The 1834 Poor Law Amendment Act established Poor Law Unions in a move away from the parish based system of poor relief that had been in place since the 17th century. The Unions were to administer workhouses for the local poor.
Workhouses were supposed to be a deterrent to the able-bodied pauper. Under the Act, poor relief would only be granted to those who passed the “workhouse test”, in other words you would have to be desperate to enter a workhouse.
They were there for the truly destitute, the so-called “incompetent poor” - an able bodied man could only enter if his family came with him. The elderly, the infirm, orphans, the mentally ill and single mothers were all accommodated but life inside the workhouse was intended to be as off putting as possible. Men, women, children, the infirm and the able-bodied were all housed separately. Food was basic and monotonous - gruel, a watery porridge, or bread and cheese. Inmates had to wear the rough workhouse uniform and sleep in dormitories and baths were allowed, supervised, once a week.
The able bodied were given hard work, stone breaking or picking apart old ropes. Families were only allowed minimal access to one another and in the early days were not even allowed to speak to each other outside these access times. The workhouse came to be seen as the ultimate degradation.

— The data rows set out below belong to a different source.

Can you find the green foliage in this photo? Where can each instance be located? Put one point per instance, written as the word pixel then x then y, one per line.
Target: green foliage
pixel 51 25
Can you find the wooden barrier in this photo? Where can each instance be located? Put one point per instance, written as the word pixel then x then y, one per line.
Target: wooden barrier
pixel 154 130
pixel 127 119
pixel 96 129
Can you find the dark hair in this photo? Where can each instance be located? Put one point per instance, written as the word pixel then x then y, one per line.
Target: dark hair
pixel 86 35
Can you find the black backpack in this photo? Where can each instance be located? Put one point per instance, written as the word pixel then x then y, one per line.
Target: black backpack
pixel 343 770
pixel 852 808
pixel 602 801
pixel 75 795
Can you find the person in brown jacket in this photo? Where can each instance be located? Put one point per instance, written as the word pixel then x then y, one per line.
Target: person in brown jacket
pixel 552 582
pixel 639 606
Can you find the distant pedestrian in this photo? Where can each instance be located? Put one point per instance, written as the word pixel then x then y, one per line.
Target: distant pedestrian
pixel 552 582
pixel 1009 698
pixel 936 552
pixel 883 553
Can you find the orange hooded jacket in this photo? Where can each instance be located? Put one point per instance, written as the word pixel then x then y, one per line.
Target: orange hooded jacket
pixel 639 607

Some people only stayed in the workhouses briefly, when there was no other option, others spent their entire lives in the same workhouse. If an inmate died in the workhouse their family was notified and would be given the option to organize a funeral themselves. Many were unable to do so because of the expense. If no one else came forward the Guardians of the workhouse would arrange a burial in a local cemetery or burial ground usually the parish where the workhouse stood but later rules did allow for the deceased’s own parish if such a wish had been expressed.
The burial would be in the cheapest possible coffin in an unmarked grave, often a communal one. Bodies that were unclaimed for 48 hours could also be donated for medical research or training, a form of disposal allowable under the terms of the 1832 Anatomy Act for any institution whose inmates had died within its care. All deaths were registered in the normal way.